[ovs-dev] [PATCH v2 3/4] Add file descriptor persistence where possible

Wed Feb 19 17:20:04 UTC 2020

On 19/02/2020 14:20, Dumitru Ceara wrote:
> On 2/18/20 7:12 AM, Anton Ivanov wrote:
>>
>>
>> On 17/02/2020 14:48, Dumitru Ceara wrote:
>>> On 2/14/20 6:54 PM, anton.ivanov at cambridgegreys.com wrote:
>>>> From: Anton Ivanov <anton.ivanov at cambridgegreys.com>
>>>>
>>>> 1. Adds "persistent" behaviour where feasible (streams and signals).
>>>> These are waited upon in the same thread where they are created. This
>>>> allows them to be registered persistently with the OS (if possible)

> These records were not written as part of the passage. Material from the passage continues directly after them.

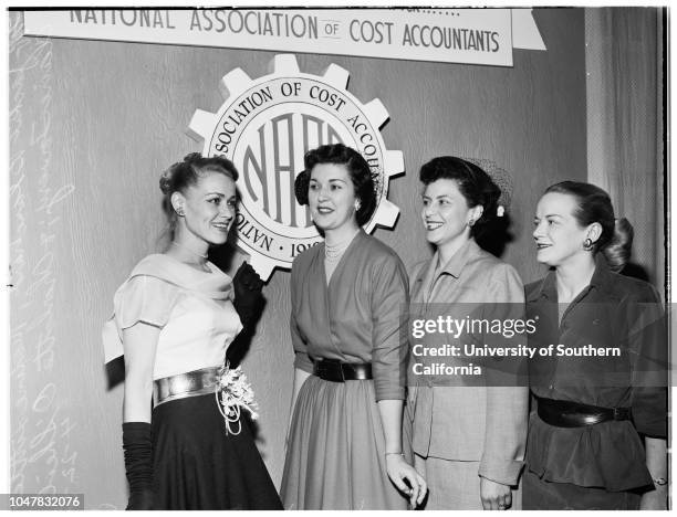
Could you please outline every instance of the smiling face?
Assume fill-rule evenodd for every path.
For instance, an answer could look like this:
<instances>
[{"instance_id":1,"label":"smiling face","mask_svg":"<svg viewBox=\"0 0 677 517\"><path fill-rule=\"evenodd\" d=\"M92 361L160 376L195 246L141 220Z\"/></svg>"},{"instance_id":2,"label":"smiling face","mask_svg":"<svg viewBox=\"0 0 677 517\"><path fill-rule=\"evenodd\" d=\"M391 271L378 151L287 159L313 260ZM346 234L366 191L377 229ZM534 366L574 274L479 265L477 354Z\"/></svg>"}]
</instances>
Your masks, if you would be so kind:
<instances>
[{"instance_id":1,"label":"smiling face","mask_svg":"<svg viewBox=\"0 0 677 517\"><path fill-rule=\"evenodd\" d=\"M481 211L481 207L468 207L456 180L441 178L433 181L423 194L426 239L438 249L458 247L470 238L468 221L479 219Z\"/></svg>"},{"instance_id":2,"label":"smiling face","mask_svg":"<svg viewBox=\"0 0 677 517\"><path fill-rule=\"evenodd\" d=\"M174 201L183 207L185 239L207 244L223 244L235 220L236 184L220 172L206 172L185 193L175 192Z\"/></svg>"},{"instance_id":3,"label":"smiling face","mask_svg":"<svg viewBox=\"0 0 677 517\"><path fill-rule=\"evenodd\" d=\"M574 217L577 209L576 199L570 194L549 192L540 199L533 231L540 263L561 266L590 255L583 250L583 242L589 236L595 241L597 235L593 225L579 224Z\"/></svg>"},{"instance_id":4,"label":"smiling face","mask_svg":"<svg viewBox=\"0 0 677 517\"><path fill-rule=\"evenodd\" d=\"M315 224L323 231L357 226L355 188L344 165L317 163L311 170L308 204Z\"/></svg>"}]
</instances>

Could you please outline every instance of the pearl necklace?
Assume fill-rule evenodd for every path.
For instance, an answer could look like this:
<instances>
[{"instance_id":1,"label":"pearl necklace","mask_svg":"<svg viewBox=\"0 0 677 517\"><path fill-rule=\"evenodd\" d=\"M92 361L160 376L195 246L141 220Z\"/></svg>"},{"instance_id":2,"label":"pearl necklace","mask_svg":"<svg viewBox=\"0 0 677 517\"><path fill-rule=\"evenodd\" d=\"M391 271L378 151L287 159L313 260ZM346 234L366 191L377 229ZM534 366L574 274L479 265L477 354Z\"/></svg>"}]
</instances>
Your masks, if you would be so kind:
<instances>
[{"instance_id":1,"label":"pearl necklace","mask_svg":"<svg viewBox=\"0 0 677 517\"><path fill-rule=\"evenodd\" d=\"M347 250L347 247L351 245L351 242L353 242L353 239L355 238L355 235L357 235L357 232L355 232L353 235L351 235L345 241L340 242L338 244L333 244L333 245L327 244L325 241L324 242L324 260L326 262L338 262L341 257L343 256L343 254L345 253L345 251Z\"/></svg>"}]
</instances>

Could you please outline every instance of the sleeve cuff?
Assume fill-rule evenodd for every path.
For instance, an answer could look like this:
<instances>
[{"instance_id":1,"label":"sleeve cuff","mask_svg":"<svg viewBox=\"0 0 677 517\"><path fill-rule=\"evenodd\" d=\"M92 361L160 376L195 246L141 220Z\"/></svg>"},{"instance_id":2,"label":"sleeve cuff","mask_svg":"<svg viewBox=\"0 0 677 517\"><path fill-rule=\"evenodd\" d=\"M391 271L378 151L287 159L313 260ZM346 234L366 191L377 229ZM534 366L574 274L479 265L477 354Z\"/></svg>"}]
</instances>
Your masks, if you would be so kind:
<instances>
[{"instance_id":1,"label":"sleeve cuff","mask_svg":"<svg viewBox=\"0 0 677 517\"><path fill-rule=\"evenodd\" d=\"M524 466L524 462L517 460L498 463L488 462L482 458L478 474L501 485L515 486L520 478L522 466Z\"/></svg>"}]
</instances>

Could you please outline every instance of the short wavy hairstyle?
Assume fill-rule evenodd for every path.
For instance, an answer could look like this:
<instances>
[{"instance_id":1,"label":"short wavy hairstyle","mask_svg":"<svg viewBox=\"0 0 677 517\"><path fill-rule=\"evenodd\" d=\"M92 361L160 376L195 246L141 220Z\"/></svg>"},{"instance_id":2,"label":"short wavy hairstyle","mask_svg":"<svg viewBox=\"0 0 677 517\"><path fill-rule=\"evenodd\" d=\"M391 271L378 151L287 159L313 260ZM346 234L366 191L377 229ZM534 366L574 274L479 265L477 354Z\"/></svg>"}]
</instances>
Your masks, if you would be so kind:
<instances>
[{"instance_id":1,"label":"short wavy hairstyle","mask_svg":"<svg viewBox=\"0 0 677 517\"><path fill-rule=\"evenodd\" d=\"M357 224L366 224L376 210L376 175L372 172L364 157L355 149L343 144L331 144L309 150L303 157L304 170L294 181L294 193L299 204L308 204L308 189L313 167L320 163L343 165L348 171L355 189L355 198L360 200L360 209L355 213Z\"/></svg>"},{"instance_id":2,"label":"short wavy hairstyle","mask_svg":"<svg viewBox=\"0 0 677 517\"><path fill-rule=\"evenodd\" d=\"M608 193L584 181L561 181L548 187L544 194L550 192L574 198L577 208L573 217L579 226L585 228L592 223L602 226L602 234L593 243L592 252L602 252L612 271L622 271L631 257L634 230L627 219L616 219Z\"/></svg>"},{"instance_id":3,"label":"short wavy hairstyle","mask_svg":"<svg viewBox=\"0 0 677 517\"><path fill-rule=\"evenodd\" d=\"M501 189L481 167L455 156L439 156L425 163L418 177L426 186L439 179L454 180L468 208L482 207L482 215L470 228L472 236L481 235L496 219Z\"/></svg>"},{"instance_id":4,"label":"short wavy hairstyle","mask_svg":"<svg viewBox=\"0 0 677 517\"><path fill-rule=\"evenodd\" d=\"M163 210L167 217L169 233L174 235L177 214L171 207L171 194L174 192L185 193L188 187L198 182L207 172L218 172L227 176L232 181L238 180L238 169L228 158L222 156L205 157L199 152L191 152L177 161L163 172L159 179L159 188L163 191Z\"/></svg>"}]
</instances>

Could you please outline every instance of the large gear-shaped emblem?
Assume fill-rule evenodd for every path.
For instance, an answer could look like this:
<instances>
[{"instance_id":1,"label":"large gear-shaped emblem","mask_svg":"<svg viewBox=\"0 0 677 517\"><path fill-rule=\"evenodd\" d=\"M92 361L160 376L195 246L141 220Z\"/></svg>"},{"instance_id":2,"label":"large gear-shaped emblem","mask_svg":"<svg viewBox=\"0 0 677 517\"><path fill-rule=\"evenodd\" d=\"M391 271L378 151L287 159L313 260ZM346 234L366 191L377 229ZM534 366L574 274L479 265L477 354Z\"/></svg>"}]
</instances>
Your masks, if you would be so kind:
<instances>
[{"instance_id":1,"label":"large gear-shaped emblem","mask_svg":"<svg viewBox=\"0 0 677 517\"><path fill-rule=\"evenodd\" d=\"M216 114L197 109L188 129L204 140L205 156L225 156L240 170L238 245L264 279L322 242L308 207L294 198L306 150L343 143L365 157L378 194L367 232L395 224L399 209L387 200L388 180L404 172L402 151L387 150L379 133L388 112L377 98L362 104L347 92L346 70L331 64L321 76L305 74L293 54L279 54L271 64L273 71L258 80L241 68L226 74L226 102Z\"/></svg>"}]
</instances>

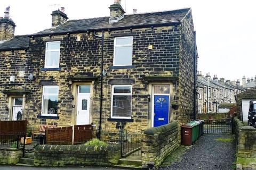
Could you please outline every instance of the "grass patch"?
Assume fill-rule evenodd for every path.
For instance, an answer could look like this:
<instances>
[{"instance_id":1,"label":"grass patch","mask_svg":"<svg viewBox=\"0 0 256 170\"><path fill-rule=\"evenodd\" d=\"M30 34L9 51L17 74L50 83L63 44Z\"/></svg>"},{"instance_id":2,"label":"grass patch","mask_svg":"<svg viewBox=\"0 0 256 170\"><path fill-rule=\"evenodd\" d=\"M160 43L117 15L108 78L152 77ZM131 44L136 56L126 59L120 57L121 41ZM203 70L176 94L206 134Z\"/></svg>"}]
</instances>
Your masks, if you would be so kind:
<instances>
[{"instance_id":1,"label":"grass patch","mask_svg":"<svg viewBox=\"0 0 256 170\"><path fill-rule=\"evenodd\" d=\"M191 147L192 146L180 146L165 158L162 166L169 166L174 162L181 162L183 156Z\"/></svg>"},{"instance_id":2,"label":"grass patch","mask_svg":"<svg viewBox=\"0 0 256 170\"><path fill-rule=\"evenodd\" d=\"M85 146L103 146L105 147L107 147L108 144L107 142L102 141L101 140L99 140L97 138L94 138L92 139L90 141L87 141L86 142L84 145Z\"/></svg>"},{"instance_id":3,"label":"grass patch","mask_svg":"<svg viewBox=\"0 0 256 170\"><path fill-rule=\"evenodd\" d=\"M230 142L231 142L233 141L233 139L231 139L231 138L217 138L217 139L215 139L215 140L216 140L217 141Z\"/></svg>"}]
</instances>

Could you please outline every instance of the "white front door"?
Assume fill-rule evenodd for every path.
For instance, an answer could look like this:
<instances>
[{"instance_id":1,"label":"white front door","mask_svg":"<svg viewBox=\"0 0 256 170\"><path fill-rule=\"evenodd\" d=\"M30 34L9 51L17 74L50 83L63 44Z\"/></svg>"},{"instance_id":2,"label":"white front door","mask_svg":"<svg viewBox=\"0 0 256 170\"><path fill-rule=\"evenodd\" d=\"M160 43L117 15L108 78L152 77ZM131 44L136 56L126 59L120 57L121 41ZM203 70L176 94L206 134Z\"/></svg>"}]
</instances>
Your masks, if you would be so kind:
<instances>
[{"instance_id":1,"label":"white front door","mask_svg":"<svg viewBox=\"0 0 256 170\"><path fill-rule=\"evenodd\" d=\"M79 86L77 94L76 124L85 125L90 123L90 85Z\"/></svg>"},{"instance_id":2,"label":"white front door","mask_svg":"<svg viewBox=\"0 0 256 170\"><path fill-rule=\"evenodd\" d=\"M13 106L12 107L12 120L17 121L17 115L19 115L19 120L21 120L22 114L22 98L13 98Z\"/></svg>"}]
</instances>

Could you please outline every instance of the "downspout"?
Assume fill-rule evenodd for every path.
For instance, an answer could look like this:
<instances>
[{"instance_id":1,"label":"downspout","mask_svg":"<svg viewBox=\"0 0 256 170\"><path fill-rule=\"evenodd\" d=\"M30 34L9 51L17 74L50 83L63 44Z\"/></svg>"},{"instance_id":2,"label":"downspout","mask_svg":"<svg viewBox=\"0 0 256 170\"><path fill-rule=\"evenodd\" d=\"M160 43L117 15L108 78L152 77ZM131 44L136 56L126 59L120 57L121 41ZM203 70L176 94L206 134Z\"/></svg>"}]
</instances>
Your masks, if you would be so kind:
<instances>
[{"instance_id":1,"label":"downspout","mask_svg":"<svg viewBox=\"0 0 256 170\"><path fill-rule=\"evenodd\" d=\"M100 75L100 123L99 125L99 140L100 139L100 133L101 131L101 119L102 115L102 97L103 97L103 52L104 48L104 31L102 31L101 37L101 75Z\"/></svg>"},{"instance_id":2,"label":"downspout","mask_svg":"<svg viewBox=\"0 0 256 170\"><path fill-rule=\"evenodd\" d=\"M194 118L196 119L196 31L194 32L194 46L195 51L194 53Z\"/></svg>"}]
</instances>

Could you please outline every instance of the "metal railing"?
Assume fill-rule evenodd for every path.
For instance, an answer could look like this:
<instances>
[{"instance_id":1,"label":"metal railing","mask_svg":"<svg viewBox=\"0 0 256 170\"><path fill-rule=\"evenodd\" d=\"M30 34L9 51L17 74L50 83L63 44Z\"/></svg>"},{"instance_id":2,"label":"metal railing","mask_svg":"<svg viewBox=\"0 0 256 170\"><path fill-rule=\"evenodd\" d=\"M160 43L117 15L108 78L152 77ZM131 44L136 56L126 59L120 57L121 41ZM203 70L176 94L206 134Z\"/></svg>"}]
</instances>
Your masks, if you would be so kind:
<instances>
[{"instance_id":1,"label":"metal railing","mask_svg":"<svg viewBox=\"0 0 256 170\"><path fill-rule=\"evenodd\" d=\"M204 120L204 133L232 133L232 121L231 118Z\"/></svg>"}]
</instances>

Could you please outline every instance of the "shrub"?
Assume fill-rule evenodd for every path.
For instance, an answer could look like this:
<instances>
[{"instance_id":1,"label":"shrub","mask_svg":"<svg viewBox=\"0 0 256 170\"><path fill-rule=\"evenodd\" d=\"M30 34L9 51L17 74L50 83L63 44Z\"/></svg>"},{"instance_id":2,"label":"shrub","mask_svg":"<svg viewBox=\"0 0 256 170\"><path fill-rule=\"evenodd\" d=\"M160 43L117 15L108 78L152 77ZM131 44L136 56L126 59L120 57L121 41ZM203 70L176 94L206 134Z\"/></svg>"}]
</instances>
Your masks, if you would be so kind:
<instances>
[{"instance_id":1,"label":"shrub","mask_svg":"<svg viewBox=\"0 0 256 170\"><path fill-rule=\"evenodd\" d=\"M105 147L107 147L108 144L104 141L99 140L97 138L94 138L86 142L84 145L92 146L103 146Z\"/></svg>"}]
</instances>

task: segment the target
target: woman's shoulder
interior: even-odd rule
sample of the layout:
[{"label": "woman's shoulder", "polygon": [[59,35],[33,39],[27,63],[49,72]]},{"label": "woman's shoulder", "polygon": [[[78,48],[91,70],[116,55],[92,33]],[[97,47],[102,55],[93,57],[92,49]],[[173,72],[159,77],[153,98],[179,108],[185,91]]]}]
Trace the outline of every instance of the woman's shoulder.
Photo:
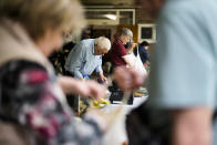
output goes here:
[{"label": "woman's shoulder", "polygon": [[42,79],[48,80],[49,76],[44,66],[32,61],[13,60],[0,66],[1,83],[16,84],[16,82],[20,82],[21,79],[39,81]]}]

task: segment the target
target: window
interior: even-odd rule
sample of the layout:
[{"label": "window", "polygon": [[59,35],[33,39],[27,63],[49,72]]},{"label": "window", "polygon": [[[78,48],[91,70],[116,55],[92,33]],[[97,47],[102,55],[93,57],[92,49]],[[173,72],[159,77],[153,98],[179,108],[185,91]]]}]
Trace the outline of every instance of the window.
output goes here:
[{"label": "window", "polygon": [[135,24],[135,9],[86,9],[90,25]]}]

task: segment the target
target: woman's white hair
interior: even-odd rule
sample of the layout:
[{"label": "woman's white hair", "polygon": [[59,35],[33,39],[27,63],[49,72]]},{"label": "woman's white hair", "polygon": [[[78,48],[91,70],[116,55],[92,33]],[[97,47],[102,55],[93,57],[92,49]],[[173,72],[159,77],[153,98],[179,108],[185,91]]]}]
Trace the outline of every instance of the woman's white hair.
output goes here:
[{"label": "woman's white hair", "polygon": [[95,39],[94,43],[97,45],[97,49],[107,49],[107,51],[111,49],[111,42],[105,37],[100,37]]}]

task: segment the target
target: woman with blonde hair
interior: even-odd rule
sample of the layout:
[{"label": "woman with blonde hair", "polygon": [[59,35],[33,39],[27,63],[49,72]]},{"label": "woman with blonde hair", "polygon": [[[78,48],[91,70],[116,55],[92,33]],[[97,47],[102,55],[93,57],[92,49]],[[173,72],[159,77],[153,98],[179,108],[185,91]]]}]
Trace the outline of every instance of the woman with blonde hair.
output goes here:
[{"label": "woman with blonde hair", "polygon": [[0,144],[101,143],[103,125],[76,122],[63,92],[100,97],[106,91],[56,77],[46,60],[64,32],[76,34],[84,23],[76,0],[0,0]]}]

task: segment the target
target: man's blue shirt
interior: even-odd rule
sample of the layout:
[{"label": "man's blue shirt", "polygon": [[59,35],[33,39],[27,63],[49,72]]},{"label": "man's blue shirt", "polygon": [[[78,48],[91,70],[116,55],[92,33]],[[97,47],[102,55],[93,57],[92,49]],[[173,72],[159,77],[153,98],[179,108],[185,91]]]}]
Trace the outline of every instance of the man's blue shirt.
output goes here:
[{"label": "man's blue shirt", "polygon": [[78,79],[82,79],[83,74],[91,75],[94,70],[97,73],[102,72],[102,56],[94,55],[94,39],[80,41],[68,56],[64,68]]}]

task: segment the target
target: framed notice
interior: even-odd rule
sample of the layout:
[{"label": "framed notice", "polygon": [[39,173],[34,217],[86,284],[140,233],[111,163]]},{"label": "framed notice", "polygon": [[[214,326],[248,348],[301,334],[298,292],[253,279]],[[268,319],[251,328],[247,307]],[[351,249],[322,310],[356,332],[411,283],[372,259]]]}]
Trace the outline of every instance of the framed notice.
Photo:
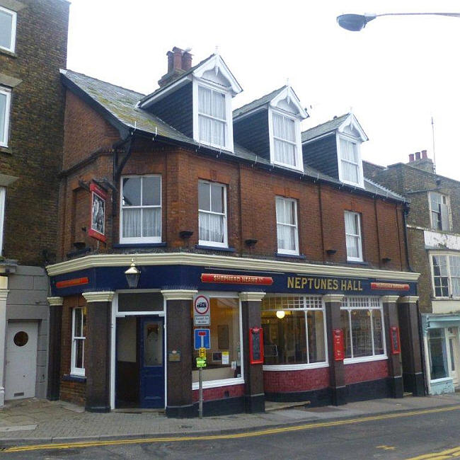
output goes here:
[{"label": "framed notice", "polygon": [[91,215],[88,234],[100,241],[105,241],[105,202],[107,193],[95,183],[89,185],[91,194]]}]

>>>> as well as the OS to provide hints - is the FD ready, is it closed,
>>>> etc.
>>>>
>>>> 2. Removes unnecessary attempts to perform a read vs EAGAIN on a fd
>>>> which is not ready if that fd has been registered as "private" to the
>>>> thread which waits upon it.
>>>>
>>>> 3. No longer breaks other parts of OVS which create the fd in one
>>>> thread and waits upon it in others.
>>>>
>>>> 3. Adds support for EPOLL on Linux and can be expanded to cover similar
>>>> poll++ frameworks in other OSes.
>>>>
>>>> 4. Sets up the necessary infrastructure to make IO/SSL multi-threaded
>>>> using a "centeral (e)poll dispatcher + IO threads" pattern
>>>>
>>>> Signed-off-by: Anton Ivanov <anton.ivanov at cambridgegreys.com>
>>>
>>> Hi Anton,
>>>
>>> A couple of issues inline. Except for that:
>>>
>>> 1. The "STP - flush the fdb and mdb when topology changed" OVS test is
>>> failing with your patches applied:
>>>
>>> make check TESTSUITEFLAGS='-k "flush the fdb"'
>>
>> I will have a look.
>>
>>>
>>> 2. Travis CI build fails:
>>>
>>> lib/fatal-signal.c:244:5: error: ignoring return value of ‘read’,
>>> declared with attribute warn_unused_result [-Werror=unused-result]
>>>
>>>        read(signal_fds[0], sigbuffer, sizeof(sigbuffer))
>>>
>>> 3. Travis CI OSX build fails:
>>>
>>> lib/poll-loop.c:46:1: error: unused function 'poll_create_node_add'
>>> [-Werror,-Wunused-function]
>>>
>>> COVERAGE_DEFINE(poll_create_node);
>>
>> I will fix all of these in the next version. The CI was out with the
>> daisies when I submitted the patch last week so I did not see the logs
>> until yesterday.
>>
>>>
>>> 4. While OVS might benefit from these changes I'm wondering about OVN
>>> and ovsdb-server specifically. ovsdb-server is single threaded and
>>> usually on large scale deployments we don't really see "poll" as the
>>> bottleneck or even the fact that code tries to read/write from FDs when
>>> FDs are not available for read/write.
>>>
>>> For example, here are results of running a scale test scenario which
>>> repeats the following iteration 300 times:
>>> - bring up a node (ovn-fake-multinode container) and connect it to the
>>> OVN Southbound DB.
>>> - configure an OVN logical switch to be bound to the new node.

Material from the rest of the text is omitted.